The analytical ultracentrifuge (AUC) remains the most versatile, rigorous and accurate means for determining the molecular weight and hydrodynamic/thermodynamic properties of a protein or other macromolecule. No other technique is capable of providing the same range of information with a comparable level of precision and accuracy. Learn about AUC in our Introduction to Analytical Ultracentrifugation handbook.
Described below are some fundamental applications for the analytical centrifuge for which it is either the preferred or only method of analysis. For more detail, refer to our handbook Self-Associating Systems in the Analytical Ultracentrifuge.
Sedimentation analysis has a long history in examining solution heterogeneity or polydispersity. Determining average molecular weights by AUC experiments can provide sensitive and rigorous analysis to quantify minor species and allow quantitation of the size distributions in polydisperse samples.
AUC velocity experiments also allow for rapid rigorous quantitative assessment of sample heterogeneity and analysis of purity, integrity of native structure and degree of aggregation unaffected by interactions of the macromolecules with gel matrix or support.
Molecular weight determination
The analytical ultracentrifuge is unsurpassed for directly measuring molecular weights of solutes in their native state and as they exist in solution without relying on calibration or making assumptions concerning shape. The method is applicable to molecules with molecular weights ranging from several hundreds (such as sucrose) up to many millions (for virus particles and organelles).

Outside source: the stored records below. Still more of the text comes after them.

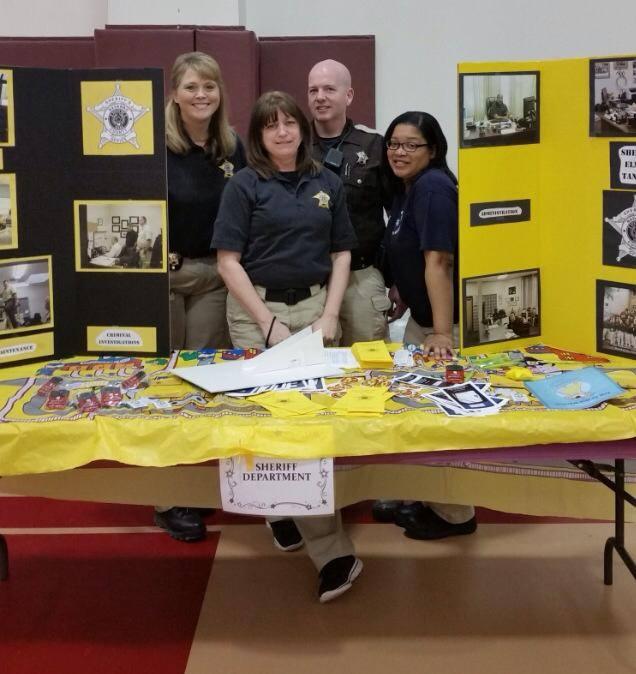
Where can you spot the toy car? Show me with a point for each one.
(49, 385)
(87, 402)
(57, 400)
(134, 380)
(110, 396)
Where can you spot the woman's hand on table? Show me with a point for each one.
(438, 345)
(329, 326)
(398, 307)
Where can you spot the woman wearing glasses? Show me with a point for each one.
(284, 238)
(421, 244)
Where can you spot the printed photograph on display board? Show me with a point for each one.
(500, 307)
(117, 118)
(613, 96)
(623, 166)
(102, 245)
(616, 318)
(499, 212)
(8, 212)
(25, 294)
(499, 109)
(619, 228)
(7, 134)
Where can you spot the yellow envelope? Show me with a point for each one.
(363, 399)
(287, 403)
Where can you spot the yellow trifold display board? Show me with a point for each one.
(531, 183)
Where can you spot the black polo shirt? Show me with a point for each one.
(424, 218)
(367, 190)
(284, 228)
(195, 184)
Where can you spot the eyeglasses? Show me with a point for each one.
(408, 146)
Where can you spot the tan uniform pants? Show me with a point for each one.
(364, 307)
(197, 306)
(323, 535)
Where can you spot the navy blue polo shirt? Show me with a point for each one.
(284, 227)
(195, 183)
(423, 219)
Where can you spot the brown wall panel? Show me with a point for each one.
(285, 63)
(43, 52)
(237, 53)
(142, 48)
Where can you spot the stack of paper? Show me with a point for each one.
(362, 401)
(287, 404)
(372, 355)
(301, 356)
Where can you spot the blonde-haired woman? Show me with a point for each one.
(203, 154)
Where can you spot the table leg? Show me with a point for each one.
(617, 542)
(4, 558)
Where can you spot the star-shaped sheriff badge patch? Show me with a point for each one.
(323, 199)
(115, 119)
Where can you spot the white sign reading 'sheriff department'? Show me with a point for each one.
(283, 487)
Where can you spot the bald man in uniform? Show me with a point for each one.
(354, 153)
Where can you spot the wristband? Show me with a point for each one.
(269, 332)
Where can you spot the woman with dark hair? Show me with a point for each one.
(203, 154)
(284, 238)
(421, 246)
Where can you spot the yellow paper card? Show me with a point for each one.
(373, 353)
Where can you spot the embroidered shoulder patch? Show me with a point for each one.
(323, 199)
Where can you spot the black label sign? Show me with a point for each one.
(497, 212)
(623, 165)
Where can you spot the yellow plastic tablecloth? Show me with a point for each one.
(199, 426)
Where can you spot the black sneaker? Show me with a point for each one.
(337, 576)
(286, 535)
(429, 526)
(183, 524)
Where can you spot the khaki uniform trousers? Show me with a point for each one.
(197, 309)
(197, 306)
(364, 307)
(455, 514)
(324, 536)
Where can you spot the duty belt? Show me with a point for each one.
(289, 296)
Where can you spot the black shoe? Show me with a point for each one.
(408, 514)
(384, 511)
(286, 535)
(337, 576)
(205, 512)
(430, 526)
(183, 524)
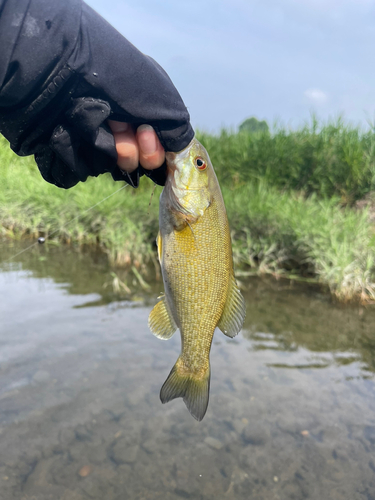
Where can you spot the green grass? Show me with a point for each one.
(121, 225)
(333, 159)
(286, 234)
(288, 196)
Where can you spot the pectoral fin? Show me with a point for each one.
(161, 322)
(159, 243)
(233, 316)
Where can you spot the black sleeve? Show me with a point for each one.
(63, 71)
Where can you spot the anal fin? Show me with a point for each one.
(233, 316)
(161, 322)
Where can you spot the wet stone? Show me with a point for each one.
(213, 443)
(85, 471)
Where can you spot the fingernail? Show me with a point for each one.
(147, 139)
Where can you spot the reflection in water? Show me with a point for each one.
(292, 404)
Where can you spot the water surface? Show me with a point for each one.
(292, 406)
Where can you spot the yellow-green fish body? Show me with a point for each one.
(195, 254)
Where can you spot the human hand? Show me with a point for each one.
(133, 148)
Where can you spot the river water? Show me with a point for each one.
(292, 404)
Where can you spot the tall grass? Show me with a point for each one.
(121, 225)
(333, 159)
(286, 234)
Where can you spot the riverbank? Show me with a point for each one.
(300, 234)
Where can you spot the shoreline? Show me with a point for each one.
(280, 232)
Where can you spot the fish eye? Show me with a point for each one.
(200, 163)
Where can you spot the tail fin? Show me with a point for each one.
(193, 388)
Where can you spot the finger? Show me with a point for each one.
(126, 145)
(151, 152)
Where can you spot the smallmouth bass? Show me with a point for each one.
(195, 254)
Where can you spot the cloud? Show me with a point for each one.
(317, 96)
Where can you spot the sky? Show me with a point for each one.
(277, 60)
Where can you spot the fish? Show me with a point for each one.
(200, 289)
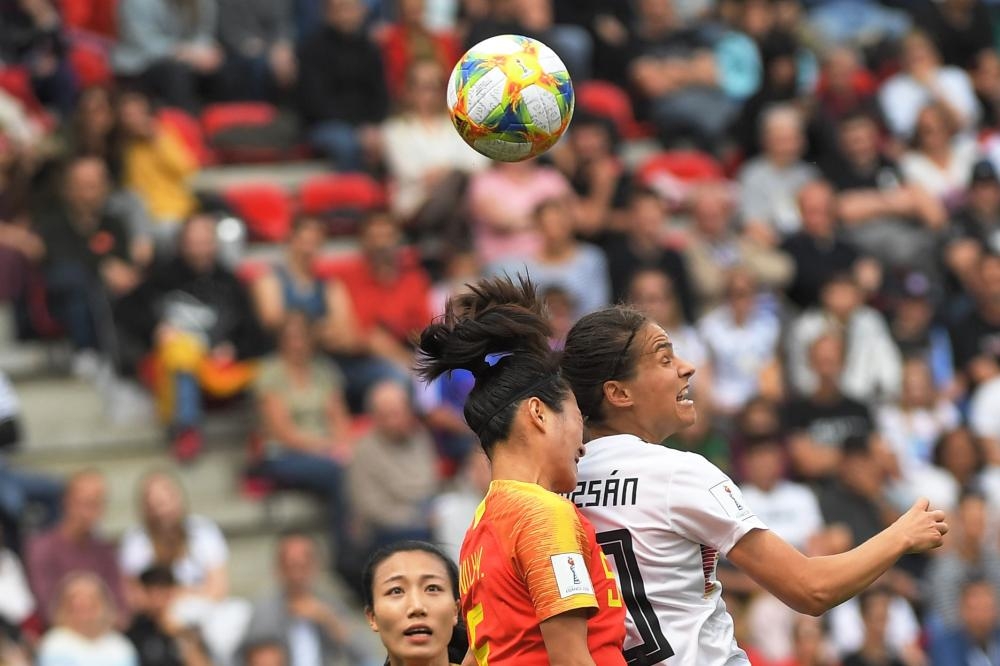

This method is applicable to proteins, nucleic acids, carbohydrates and other substances with absorbance (or refractive index) that differs from that of the solvent. AUC experiment methods allow for a wide variety of sample sizes (15 μL-400 μL) and a wide range of concentrations can also be used to explore macromolecules in concentrated solutions (i.e., studies of very weak interactions).
Sedimentation analysis is even more valuable when analyzing molecular changes in cases where molecules associate to form more complex structures.
Detecting conformation changes
Experiments in the analytical ultracentrifuge provide sedimentation and diffusion coefficients that contain information concerning the size and shape of macromolecules and the interactions between them.
Sedimentation coefficients are particularly useful for monitoring changes in conformation in proteins and nucleic acids. Bending in nucleic acids induced by protein binding may also be amenable to study. Through the combination of several different hydrodynamic or thermodynamic measurements, it is now possible to discriminate more clearly between different idealized shapes used to model the overall shape of a macromolecule in solution.
Absorbance optics are particularly well suited to studies of ligand binding. Ligands and acceptors may have different intrinsic absorbance or one of the species may be labeled with a chromophore, provided the modification does not alter the binding. Analysis can be simply done with sedimentation velocity methods when the ligand and acceptor differ greatly in sedimentation coefficient such as with small molecule-protein association, DNA-protein binding or the binding of relatively large proteins to filaments such as F-actin.